Jadi siapa yang salah? Apa pemerintah yang harus disalahkan? Karena harusnya pemerintah bertanggung jawab atas pendidikan warganya. Lalu bagaimana dengan pembelaan dari pemerintah dengan pernyataan: “pendidikan bukan semata-mata beban pemerintah tapi semua komponen masyarakat” ?. Dari pernyataan itu aku jadi bingung, bukankah rakyat memilih mereka dan mempercayai mereka untuk mengatur sector-sektor publik? (termasuk pendidikan). Terkesan egois, tapi memang benar kalau itu adalah tugas pemerintah. Kalau manusia tidak saling berkaitan satu sama lain, manusia bisa hidup sendiri-sendiri, maka pemerrintah tidak dibutuhkan!. Tapi nyatanya ada hal-hal yang mengikat orang banyak (menguasia hajat hidup orang banyak, klo kata UUD pasal 33 mah) yang butuh di kelola oleh pemerintah. Jadi aku tetap berkeyakinan kalau pendidikan adalah tanggung jawab pemerintah.
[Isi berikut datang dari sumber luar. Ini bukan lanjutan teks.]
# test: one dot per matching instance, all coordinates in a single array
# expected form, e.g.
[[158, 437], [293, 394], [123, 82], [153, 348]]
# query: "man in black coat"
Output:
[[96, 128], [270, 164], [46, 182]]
Apa yang diupayakan pemerintah saat ini dengan melibatkan peran masyarakat dan swasta untuk turut menanggung beban pendidikan hanya menambah masalah baru saja. Lihat saja PTN di Indonesia saat ini, dimana perguruan tinggi pontang-panting mencari jalan untuk membangun kemandirian secara finansial. Berbagai cara ditempuh, walaupun menuai kontroversi seperti dengan membuka jalur khusus yang menuntut banyak uang dari peserta. Pihak PT yakin cara itu tidak menjadi masalah selama kualitas peserta sesuai dengan standar yang ditentukan. Jalur khusus pun dikuatkan dengan alasan sebagai pendukung untuk melakukan subsidi silang. Namun yang perlu diperhatikan dari cara tersebut adalah proporsi antara peserta jalur khusus dengan reguler. Mengurangi porsi penenerimaan mahasiswa baru dari jalur reguler (spmb) sama saja dengan memperkecil akses warga negara terhadap pendidikan. Hal tersebut membentuk pandangan di masyarakat bahwa PT itu mahal, dan berimbas pada penyusutan motivasi anak2 bangsa yang pintar namun kurang beruntung untuk meneruskan pendidikan ke PT.

Hmmm… kacau sekali jika kubayangkan jatah spmb hanya 10% atau bahkan 0 %, artinya pendidikan mutlak mensyaratkan dana besar selain juga kapasitas intelektual yang tinggi. Semoga ini tidak pernah terjadi… (amin) Apa cukup sampai disitu? Masih banyak lagi masalah yang timbul, seperti masuknya kepentingan asing dalam pendidikan. Melalui pendanaan yang dikucurkan para investor seolah meminta kompensasi dengan turut campur dalam kurikulum. Bagaimana kurikulum pendidikan disusun dengan menyesuaikan kebutuhan pasar, sedang di dalam negeri sendiri masih banyak masalah yang belum juga terpecahkan. Hmm pantas saja kurikulum pendidikan selalu berubah-ubah dengan cepat.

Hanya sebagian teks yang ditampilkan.